There is a trick with Android that will help fix this. I hope most users know this by now. It is the "revert auto-sizing" option in the drop-down menu, illustrated here.

This option in the Android world takes away the email's adaptive nature and forces it to fit within the screen of the device without any re-sizing and allows the reader to zoom in and out by pinching to read the text and take action. It's not the best solution, but it is much less visually distracting for the reader, and the emails will make more sense.

A few years ago, I was able to attend the Washington, DC's ExactTarget user's group meeting. D.C. Matt Byrd (then of litmus) told those present that email subscribers were more likely to unsubscribe from your emails if the landing pages, pages, and forms you were driving them to weren't mobile-friendly. That's a statement I can accept. It makes sense that the email experience on the mobile device (aside from an Apple device) is abysmal. People have learned to live with it, which is probably why Gmail won't support responsive design and a better experience (don't get me started). Still, users have come to expect a pure mobile experience on their mobile browsing and to go from email to mobile, it must be mobile responsive.

In this case, I have to say that the reverse for me is true. If your site is a membership driven site that uses double opt-in and your emails aren't mobile adaptive, then I'm not going to complete my membership.

These two "over sites" caused me not to finish my "enrollment process" with Pottermore - I didn't even go through the sorting hat ceremony to see which house I would be in, and I haven't been back to the site since this experience. I simply bought the hardback book from Target when I was out that weekend. And I'll wait with much anticipation for the movie to come out this fall.

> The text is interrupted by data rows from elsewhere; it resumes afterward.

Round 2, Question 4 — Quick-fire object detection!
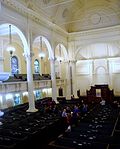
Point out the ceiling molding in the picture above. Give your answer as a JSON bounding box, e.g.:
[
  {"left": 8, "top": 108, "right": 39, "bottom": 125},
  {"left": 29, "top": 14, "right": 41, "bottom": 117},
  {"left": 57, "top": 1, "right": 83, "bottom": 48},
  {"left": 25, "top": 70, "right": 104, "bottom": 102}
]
[{"left": 1, "top": 0, "right": 68, "bottom": 36}]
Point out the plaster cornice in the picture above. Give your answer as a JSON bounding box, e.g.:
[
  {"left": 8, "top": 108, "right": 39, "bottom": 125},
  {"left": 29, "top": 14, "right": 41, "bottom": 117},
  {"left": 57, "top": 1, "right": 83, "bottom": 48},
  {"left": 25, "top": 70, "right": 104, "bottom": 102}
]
[
  {"left": 69, "top": 25, "right": 120, "bottom": 40},
  {"left": 1, "top": 0, "right": 68, "bottom": 37}
]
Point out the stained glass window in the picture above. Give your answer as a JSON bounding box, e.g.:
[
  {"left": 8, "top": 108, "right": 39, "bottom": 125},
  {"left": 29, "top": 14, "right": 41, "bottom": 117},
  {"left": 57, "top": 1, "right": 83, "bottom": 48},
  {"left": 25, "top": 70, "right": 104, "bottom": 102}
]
[{"left": 11, "top": 56, "right": 19, "bottom": 74}]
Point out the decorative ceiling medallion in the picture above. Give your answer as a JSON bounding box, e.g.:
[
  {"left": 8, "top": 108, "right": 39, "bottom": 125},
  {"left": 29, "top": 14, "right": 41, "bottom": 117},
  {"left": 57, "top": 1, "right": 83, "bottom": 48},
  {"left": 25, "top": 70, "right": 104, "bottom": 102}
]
[
  {"left": 90, "top": 13, "right": 101, "bottom": 25},
  {"left": 43, "top": 0, "right": 51, "bottom": 5}
]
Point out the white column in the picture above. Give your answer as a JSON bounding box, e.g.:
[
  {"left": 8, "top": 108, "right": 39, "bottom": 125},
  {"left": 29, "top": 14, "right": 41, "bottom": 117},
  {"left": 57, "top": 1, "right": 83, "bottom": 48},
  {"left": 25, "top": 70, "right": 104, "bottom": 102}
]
[
  {"left": 26, "top": 54, "right": 37, "bottom": 112},
  {"left": 25, "top": 18, "right": 37, "bottom": 112},
  {"left": 50, "top": 59, "right": 57, "bottom": 103},
  {"left": 59, "top": 62, "right": 62, "bottom": 79},
  {"left": 2, "top": 93, "right": 8, "bottom": 109},
  {"left": 70, "top": 60, "right": 77, "bottom": 97},
  {"left": 65, "top": 62, "right": 71, "bottom": 99},
  {"left": 0, "top": 40, "right": 4, "bottom": 72}
]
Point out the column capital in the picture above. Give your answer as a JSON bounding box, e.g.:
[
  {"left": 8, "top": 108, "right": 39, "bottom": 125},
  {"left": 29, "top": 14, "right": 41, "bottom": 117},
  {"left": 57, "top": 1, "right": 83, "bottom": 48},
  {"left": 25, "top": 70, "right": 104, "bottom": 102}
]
[
  {"left": 23, "top": 52, "right": 34, "bottom": 58},
  {"left": 69, "top": 60, "right": 77, "bottom": 63}
]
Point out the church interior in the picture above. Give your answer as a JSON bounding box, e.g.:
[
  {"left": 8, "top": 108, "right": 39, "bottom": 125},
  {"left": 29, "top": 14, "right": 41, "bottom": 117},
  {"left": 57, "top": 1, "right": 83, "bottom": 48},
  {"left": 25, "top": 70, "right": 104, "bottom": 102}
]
[{"left": 0, "top": 0, "right": 120, "bottom": 149}]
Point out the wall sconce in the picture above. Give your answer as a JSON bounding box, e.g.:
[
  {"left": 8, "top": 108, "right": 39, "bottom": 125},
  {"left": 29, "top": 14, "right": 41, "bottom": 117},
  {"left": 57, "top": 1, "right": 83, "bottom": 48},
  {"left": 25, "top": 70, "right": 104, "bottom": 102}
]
[{"left": 7, "top": 25, "right": 16, "bottom": 57}]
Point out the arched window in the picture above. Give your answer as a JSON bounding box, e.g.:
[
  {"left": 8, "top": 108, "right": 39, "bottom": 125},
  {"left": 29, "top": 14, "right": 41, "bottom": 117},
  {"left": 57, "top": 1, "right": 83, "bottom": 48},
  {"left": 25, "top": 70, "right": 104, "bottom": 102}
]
[
  {"left": 11, "top": 56, "right": 19, "bottom": 74},
  {"left": 34, "top": 59, "right": 40, "bottom": 73}
]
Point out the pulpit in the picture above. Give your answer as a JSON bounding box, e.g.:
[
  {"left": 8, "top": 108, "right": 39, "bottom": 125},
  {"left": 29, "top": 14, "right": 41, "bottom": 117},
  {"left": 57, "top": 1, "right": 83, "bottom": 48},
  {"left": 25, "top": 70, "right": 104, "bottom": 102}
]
[{"left": 87, "top": 84, "right": 114, "bottom": 103}]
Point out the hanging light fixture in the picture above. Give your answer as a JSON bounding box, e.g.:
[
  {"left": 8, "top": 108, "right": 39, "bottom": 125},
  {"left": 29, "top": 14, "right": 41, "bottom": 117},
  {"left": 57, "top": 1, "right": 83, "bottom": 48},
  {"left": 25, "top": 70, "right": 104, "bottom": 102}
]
[
  {"left": 39, "top": 37, "right": 45, "bottom": 59},
  {"left": 7, "top": 25, "right": 15, "bottom": 57}
]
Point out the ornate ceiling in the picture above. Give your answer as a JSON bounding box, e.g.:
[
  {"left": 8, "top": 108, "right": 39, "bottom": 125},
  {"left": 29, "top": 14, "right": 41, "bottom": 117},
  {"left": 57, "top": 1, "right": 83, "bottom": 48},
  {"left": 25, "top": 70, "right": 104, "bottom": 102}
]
[{"left": 7, "top": 0, "right": 120, "bottom": 33}]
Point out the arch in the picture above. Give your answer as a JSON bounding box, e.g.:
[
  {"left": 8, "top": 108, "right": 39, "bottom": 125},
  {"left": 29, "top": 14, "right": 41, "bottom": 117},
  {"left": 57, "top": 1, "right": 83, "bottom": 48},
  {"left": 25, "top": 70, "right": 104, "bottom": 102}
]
[
  {"left": 34, "top": 59, "right": 40, "bottom": 73},
  {"left": 33, "top": 35, "right": 54, "bottom": 59},
  {"left": 95, "top": 66, "right": 106, "bottom": 74},
  {"left": 0, "top": 23, "right": 30, "bottom": 54},
  {"left": 55, "top": 43, "right": 69, "bottom": 61}
]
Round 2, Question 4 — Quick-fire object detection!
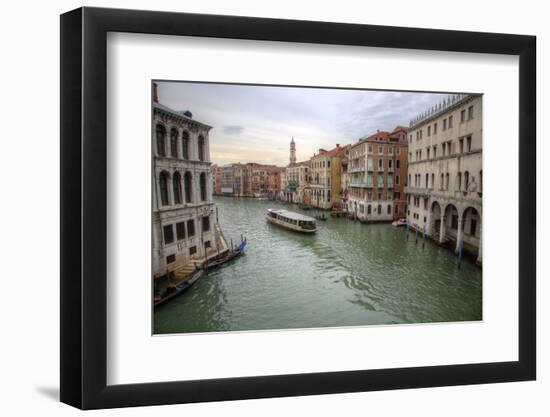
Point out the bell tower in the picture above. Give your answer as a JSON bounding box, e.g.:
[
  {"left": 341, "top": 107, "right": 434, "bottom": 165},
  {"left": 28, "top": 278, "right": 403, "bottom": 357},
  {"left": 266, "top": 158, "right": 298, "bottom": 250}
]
[{"left": 290, "top": 138, "right": 296, "bottom": 164}]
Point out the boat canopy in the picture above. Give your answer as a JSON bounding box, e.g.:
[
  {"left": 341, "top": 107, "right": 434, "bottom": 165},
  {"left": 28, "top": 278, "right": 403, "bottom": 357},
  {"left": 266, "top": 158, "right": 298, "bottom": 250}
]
[{"left": 268, "top": 209, "right": 315, "bottom": 222}]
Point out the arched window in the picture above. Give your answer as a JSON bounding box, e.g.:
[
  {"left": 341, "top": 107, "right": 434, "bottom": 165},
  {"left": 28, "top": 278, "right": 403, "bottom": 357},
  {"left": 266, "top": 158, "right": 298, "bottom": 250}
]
[
  {"left": 183, "top": 171, "right": 193, "bottom": 203},
  {"left": 199, "top": 135, "right": 205, "bottom": 161},
  {"left": 172, "top": 172, "right": 183, "bottom": 204},
  {"left": 199, "top": 172, "right": 206, "bottom": 201},
  {"left": 181, "top": 131, "right": 189, "bottom": 159},
  {"left": 157, "top": 124, "right": 166, "bottom": 156},
  {"left": 479, "top": 171, "right": 483, "bottom": 193},
  {"left": 170, "top": 127, "right": 178, "bottom": 158},
  {"left": 159, "top": 171, "right": 170, "bottom": 206}
]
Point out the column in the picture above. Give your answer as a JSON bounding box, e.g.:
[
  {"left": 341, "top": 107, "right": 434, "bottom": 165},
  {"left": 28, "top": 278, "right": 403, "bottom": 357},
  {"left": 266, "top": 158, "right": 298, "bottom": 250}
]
[
  {"left": 476, "top": 224, "right": 483, "bottom": 265},
  {"left": 166, "top": 175, "right": 176, "bottom": 206},
  {"left": 455, "top": 216, "right": 464, "bottom": 253},
  {"left": 439, "top": 216, "right": 447, "bottom": 244}
]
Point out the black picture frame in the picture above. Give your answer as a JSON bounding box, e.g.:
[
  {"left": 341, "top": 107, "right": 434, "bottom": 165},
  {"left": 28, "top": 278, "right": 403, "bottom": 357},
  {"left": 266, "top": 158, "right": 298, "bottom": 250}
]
[{"left": 60, "top": 7, "right": 536, "bottom": 409}]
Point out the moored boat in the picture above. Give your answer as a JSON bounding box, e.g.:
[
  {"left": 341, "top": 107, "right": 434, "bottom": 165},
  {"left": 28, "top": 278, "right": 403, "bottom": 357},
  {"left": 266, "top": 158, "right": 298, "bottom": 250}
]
[
  {"left": 153, "top": 269, "right": 204, "bottom": 307},
  {"left": 392, "top": 219, "right": 407, "bottom": 227},
  {"left": 202, "top": 240, "right": 248, "bottom": 270},
  {"left": 266, "top": 209, "right": 317, "bottom": 233}
]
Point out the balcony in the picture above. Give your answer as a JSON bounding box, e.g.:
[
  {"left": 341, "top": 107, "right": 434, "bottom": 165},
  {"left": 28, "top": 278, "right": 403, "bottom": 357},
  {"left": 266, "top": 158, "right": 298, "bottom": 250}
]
[{"left": 405, "top": 187, "right": 432, "bottom": 196}]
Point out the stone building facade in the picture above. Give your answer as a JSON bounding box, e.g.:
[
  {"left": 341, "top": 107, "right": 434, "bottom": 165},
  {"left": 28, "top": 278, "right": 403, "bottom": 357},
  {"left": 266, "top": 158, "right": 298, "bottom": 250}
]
[
  {"left": 346, "top": 126, "right": 407, "bottom": 221},
  {"left": 281, "top": 138, "right": 309, "bottom": 204},
  {"left": 152, "top": 95, "right": 223, "bottom": 279},
  {"left": 212, "top": 164, "right": 222, "bottom": 195},
  {"left": 406, "top": 95, "right": 483, "bottom": 263},
  {"left": 310, "top": 144, "right": 349, "bottom": 210}
]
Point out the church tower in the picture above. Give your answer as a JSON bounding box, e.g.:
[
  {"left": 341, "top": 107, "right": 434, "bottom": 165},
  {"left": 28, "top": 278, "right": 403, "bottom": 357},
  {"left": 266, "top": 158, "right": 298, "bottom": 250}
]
[{"left": 290, "top": 138, "right": 296, "bottom": 164}]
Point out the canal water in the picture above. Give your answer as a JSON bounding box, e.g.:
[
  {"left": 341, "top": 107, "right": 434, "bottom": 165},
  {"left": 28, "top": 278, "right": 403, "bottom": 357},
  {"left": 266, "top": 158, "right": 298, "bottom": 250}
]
[{"left": 154, "top": 197, "right": 482, "bottom": 334}]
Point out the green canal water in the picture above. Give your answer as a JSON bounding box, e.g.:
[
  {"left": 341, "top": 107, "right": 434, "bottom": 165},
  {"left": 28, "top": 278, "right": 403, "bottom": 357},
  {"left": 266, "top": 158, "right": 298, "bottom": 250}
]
[{"left": 154, "top": 197, "right": 482, "bottom": 334}]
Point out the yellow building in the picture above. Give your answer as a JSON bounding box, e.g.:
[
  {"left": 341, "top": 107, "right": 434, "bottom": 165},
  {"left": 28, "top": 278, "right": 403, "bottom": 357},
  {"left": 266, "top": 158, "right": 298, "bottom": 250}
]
[{"left": 306, "top": 144, "right": 349, "bottom": 210}]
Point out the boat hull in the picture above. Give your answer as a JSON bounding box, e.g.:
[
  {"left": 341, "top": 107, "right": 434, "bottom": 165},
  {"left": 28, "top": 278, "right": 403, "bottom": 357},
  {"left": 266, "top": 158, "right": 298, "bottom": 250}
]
[
  {"left": 153, "top": 269, "right": 204, "bottom": 308},
  {"left": 266, "top": 215, "right": 317, "bottom": 234}
]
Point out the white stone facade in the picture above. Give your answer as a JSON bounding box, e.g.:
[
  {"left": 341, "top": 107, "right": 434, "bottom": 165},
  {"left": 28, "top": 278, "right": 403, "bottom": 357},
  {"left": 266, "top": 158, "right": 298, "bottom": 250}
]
[
  {"left": 309, "top": 151, "right": 333, "bottom": 210},
  {"left": 406, "top": 95, "right": 483, "bottom": 263},
  {"left": 152, "top": 102, "right": 221, "bottom": 277},
  {"left": 283, "top": 162, "right": 309, "bottom": 204}
]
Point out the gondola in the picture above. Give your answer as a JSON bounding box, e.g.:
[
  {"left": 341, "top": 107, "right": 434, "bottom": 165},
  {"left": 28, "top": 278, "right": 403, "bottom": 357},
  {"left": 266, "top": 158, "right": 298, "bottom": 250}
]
[
  {"left": 153, "top": 269, "right": 204, "bottom": 307},
  {"left": 203, "top": 240, "right": 248, "bottom": 269}
]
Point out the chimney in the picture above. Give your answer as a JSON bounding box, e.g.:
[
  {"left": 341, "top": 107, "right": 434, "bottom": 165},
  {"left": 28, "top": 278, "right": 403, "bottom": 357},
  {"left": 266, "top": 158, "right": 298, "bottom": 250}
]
[{"left": 153, "top": 83, "right": 159, "bottom": 103}]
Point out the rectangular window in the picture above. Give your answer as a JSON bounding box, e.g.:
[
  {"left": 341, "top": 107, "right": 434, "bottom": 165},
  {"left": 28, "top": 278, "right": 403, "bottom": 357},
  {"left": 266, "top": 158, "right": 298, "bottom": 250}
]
[
  {"left": 367, "top": 174, "right": 372, "bottom": 187},
  {"left": 451, "top": 214, "right": 458, "bottom": 229},
  {"left": 162, "top": 224, "right": 174, "bottom": 244},
  {"left": 176, "top": 222, "right": 185, "bottom": 240},
  {"left": 470, "top": 219, "right": 477, "bottom": 236},
  {"left": 202, "top": 216, "right": 210, "bottom": 232},
  {"left": 187, "top": 219, "right": 195, "bottom": 237}
]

This story's moral is not to overlook the small details; they can make a big impact on your brand and the user experience and journey you want your customers to go on. In this case, they took me from excitement to know more about the wizarding world to not even going back to 'King's Cross Station' to board the Hogwart's express again. Okay I'm bending the truth; we all know I'm heading to Universal studios Florida in a few days to wander around Hogsmeade and Diagon alley and drink butterbeer, but I won't be heading back to Pottermore anytime soon.